Коза-дереза - страница 2
— Господи… Или зажечь? Пусть погорит, пока не уснет.
Шорох в темноте, возня и рассудительный мужской голос:
— Какой набалованный!
Опять кто-то вздыхает, но уже по другую сторону от меня. И появляется огонек. Он горит в темноте торопливым пламенем, перекочевывает на крохотный фитилек и замирает на нем. Теперь красный светлячок родился снова, и мне есть, на что поставить глаза. И я смотрю на него долго, очень долго, и вижу, как огонек освещает под собой маленький стеклянный пузырек и кусочек проволоки, на которой он подвешен в пространстве — но больше он ничего не в силах осветить.
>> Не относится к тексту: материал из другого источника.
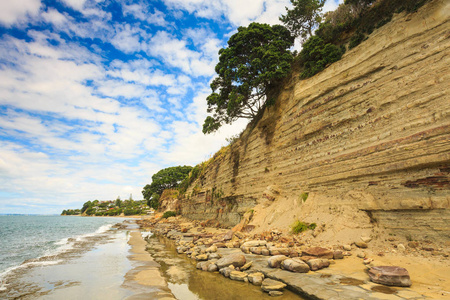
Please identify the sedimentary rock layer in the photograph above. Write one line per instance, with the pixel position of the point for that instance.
(372, 131)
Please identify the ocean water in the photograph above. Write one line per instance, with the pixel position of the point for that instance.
(42, 240)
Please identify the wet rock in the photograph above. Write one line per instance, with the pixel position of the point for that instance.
(226, 271)
(366, 239)
(212, 268)
(214, 256)
(295, 265)
(338, 254)
(237, 275)
(390, 275)
(246, 266)
(254, 243)
(347, 247)
(275, 261)
(202, 257)
(318, 252)
(235, 259)
(211, 249)
(317, 264)
(256, 278)
(269, 285)
(361, 244)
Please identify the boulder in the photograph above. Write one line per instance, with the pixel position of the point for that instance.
(202, 257)
(317, 264)
(390, 275)
(269, 285)
(226, 271)
(275, 261)
(246, 266)
(237, 275)
(295, 265)
(256, 278)
(337, 254)
(235, 259)
(318, 252)
(361, 244)
(212, 268)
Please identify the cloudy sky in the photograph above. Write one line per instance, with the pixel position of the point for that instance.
(97, 96)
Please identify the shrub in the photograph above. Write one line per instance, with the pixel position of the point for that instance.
(356, 40)
(300, 226)
(316, 55)
(169, 214)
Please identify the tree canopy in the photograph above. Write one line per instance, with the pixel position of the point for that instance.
(167, 178)
(256, 57)
(303, 17)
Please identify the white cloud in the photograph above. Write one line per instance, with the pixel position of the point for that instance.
(16, 10)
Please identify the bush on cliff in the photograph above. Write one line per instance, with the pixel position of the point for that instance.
(257, 57)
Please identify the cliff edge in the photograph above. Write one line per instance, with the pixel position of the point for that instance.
(362, 148)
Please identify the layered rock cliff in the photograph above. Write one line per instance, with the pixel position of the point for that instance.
(366, 142)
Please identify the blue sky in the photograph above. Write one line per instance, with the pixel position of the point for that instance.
(96, 96)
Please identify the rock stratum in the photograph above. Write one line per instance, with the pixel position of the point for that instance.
(366, 142)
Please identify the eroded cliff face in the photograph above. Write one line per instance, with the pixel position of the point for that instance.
(368, 138)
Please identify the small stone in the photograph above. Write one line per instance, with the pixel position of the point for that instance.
(337, 254)
(246, 266)
(275, 261)
(295, 265)
(361, 255)
(317, 264)
(237, 275)
(366, 239)
(212, 268)
(390, 275)
(256, 278)
(361, 244)
(235, 259)
(318, 252)
(269, 285)
(202, 257)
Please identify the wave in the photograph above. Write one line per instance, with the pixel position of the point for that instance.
(64, 247)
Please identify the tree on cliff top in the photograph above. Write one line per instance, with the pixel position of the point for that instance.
(303, 17)
(256, 57)
(167, 178)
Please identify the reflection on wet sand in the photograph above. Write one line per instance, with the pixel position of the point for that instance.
(188, 283)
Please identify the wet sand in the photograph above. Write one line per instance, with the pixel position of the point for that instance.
(145, 277)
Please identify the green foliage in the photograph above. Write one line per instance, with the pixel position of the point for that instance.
(299, 226)
(167, 178)
(303, 17)
(356, 40)
(256, 58)
(316, 55)
(169, 214)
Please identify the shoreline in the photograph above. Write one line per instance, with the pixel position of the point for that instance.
(345, 277)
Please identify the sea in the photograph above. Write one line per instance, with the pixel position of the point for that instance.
(33, 247)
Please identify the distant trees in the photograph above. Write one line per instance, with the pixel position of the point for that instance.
(167, 178)
(257, 57)
(303, 17)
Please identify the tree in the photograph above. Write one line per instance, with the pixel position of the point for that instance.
(257, 57)
(168, 178)
(303, 17)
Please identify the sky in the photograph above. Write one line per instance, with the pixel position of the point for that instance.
(97, 96)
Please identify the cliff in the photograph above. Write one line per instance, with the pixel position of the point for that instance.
(366, 142)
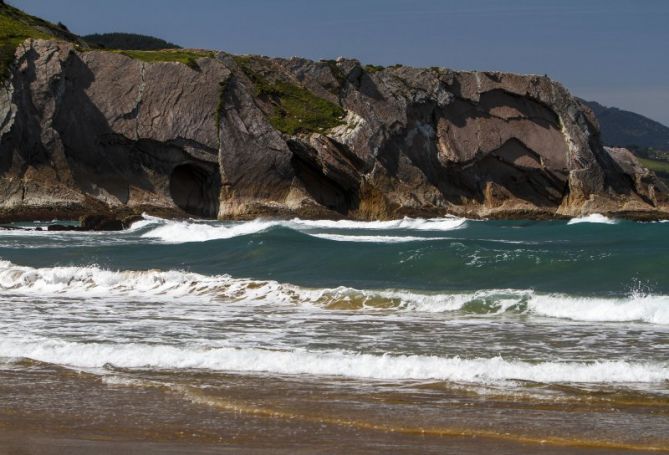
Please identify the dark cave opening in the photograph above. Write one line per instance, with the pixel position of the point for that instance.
(195, 190)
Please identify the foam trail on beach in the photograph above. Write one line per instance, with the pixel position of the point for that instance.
(331, 363)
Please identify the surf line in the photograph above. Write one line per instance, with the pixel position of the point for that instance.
(197, 397)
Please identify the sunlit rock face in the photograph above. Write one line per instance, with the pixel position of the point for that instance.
(240, 137)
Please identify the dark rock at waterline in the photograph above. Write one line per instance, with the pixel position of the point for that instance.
(100, 223)
(61, 227)
(130, 220)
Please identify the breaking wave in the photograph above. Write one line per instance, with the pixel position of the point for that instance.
(96, 282)
(593, 218)
(331, 363)
(184, 231)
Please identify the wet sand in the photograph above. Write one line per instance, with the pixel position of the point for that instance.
(51, 410)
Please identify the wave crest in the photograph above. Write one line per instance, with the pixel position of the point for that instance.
(96, 282)
(332, 363)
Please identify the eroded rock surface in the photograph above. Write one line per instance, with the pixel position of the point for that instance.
(239, 137)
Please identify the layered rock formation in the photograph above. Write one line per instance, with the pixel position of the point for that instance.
(91, 131)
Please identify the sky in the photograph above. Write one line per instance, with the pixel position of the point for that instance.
(611, 51)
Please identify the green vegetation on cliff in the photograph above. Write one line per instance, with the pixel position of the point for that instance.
(15, 27)
(661, 168)
(296, 109)
(187, 57)
(128, 41)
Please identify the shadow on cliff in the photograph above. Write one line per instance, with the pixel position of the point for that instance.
(105, 163)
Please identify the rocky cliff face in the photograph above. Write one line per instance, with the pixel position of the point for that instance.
(214, 135)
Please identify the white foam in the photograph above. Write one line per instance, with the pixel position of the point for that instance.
(331, 363)
(419, 224)
(375, 238)
(93, 281)
(592, 218)
(183, 231)
(649, 308)
(188, 231)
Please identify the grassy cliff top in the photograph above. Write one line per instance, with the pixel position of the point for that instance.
(128, 41)
(16, 26)
(186, 56)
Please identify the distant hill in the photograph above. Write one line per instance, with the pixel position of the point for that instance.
(624, 128)
(128, 41)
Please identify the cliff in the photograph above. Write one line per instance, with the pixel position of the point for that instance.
(199, 133)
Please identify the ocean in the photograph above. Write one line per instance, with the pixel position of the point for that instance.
(406, 336)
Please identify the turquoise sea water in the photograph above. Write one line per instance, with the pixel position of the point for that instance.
(428, 312)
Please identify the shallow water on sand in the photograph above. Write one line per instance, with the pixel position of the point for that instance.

Не он, но моя память осветит то, что, оказывается, и тогда уже существовало. Печку, истопленную на ночь так, чтобы она не совсем остыла к утру — нашу спасительницу этой страшной и бесконечной зимней ночью и бесчисленными другими ночами. Те телогрейки и прочее старое тряпье, что было уложено на нее. Нас: бабушку, материного брата, приехавшего в гости и меня, плотно лежащих на печи. Железную койку рядом, ледяно-холодную, где спит, прижавшись боком к нагретому щитку печи, надрывно кашляющая мать. Сверкающий лед на задней стене — когда топили печь, его верхняя граница ползла вниз, а потом снова медленно повышалась, достигая к утру потолка. Замерзшую воду в ведрах, стоявших на лавке у двери. Весь тот мир, в который я пришел неизвестно зачем и отчего, а, скорее всего — по родительскому легкомыслию.
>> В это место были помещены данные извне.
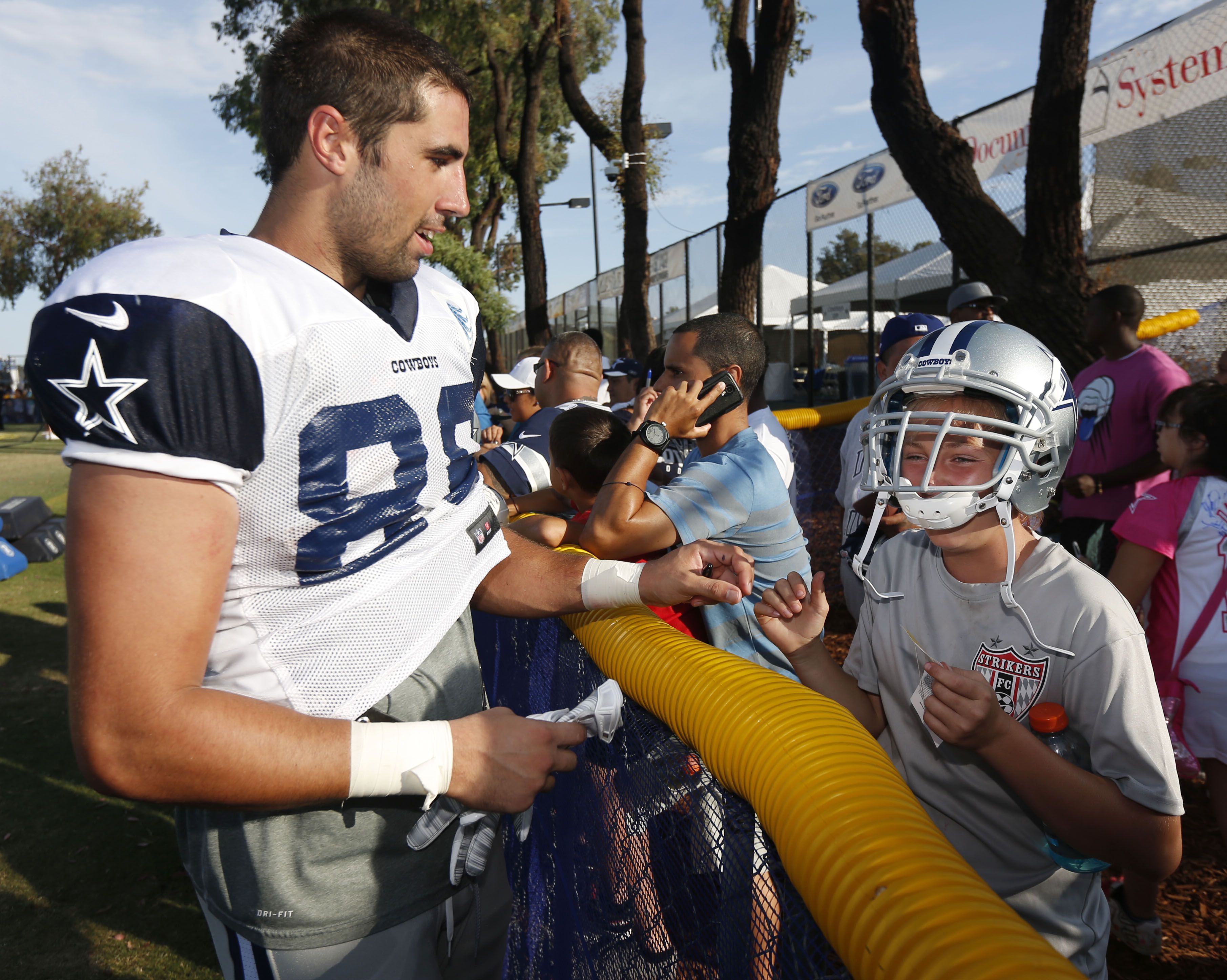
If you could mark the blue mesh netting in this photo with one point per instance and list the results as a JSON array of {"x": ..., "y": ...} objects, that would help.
[{"x": 640, "y": 864}]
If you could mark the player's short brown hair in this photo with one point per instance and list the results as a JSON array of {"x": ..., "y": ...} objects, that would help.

Есть еще звук, о котором я пока не сказал. За той, самой задней, грубо беленой стеной всю ночь напролет слышится истошный прерывистый крик или хрип. Но он так въелся в сознание, что его как бы не существует. И даже я, хоть мир мне в новинку, слышу его только тогда, когда он становится совсем уж истеричным.
То кричит от мороза, мрака и голодных спазм в кишках бывшая Зевсова, а теперь моя кормилица — чудо-животное, коза-дереза.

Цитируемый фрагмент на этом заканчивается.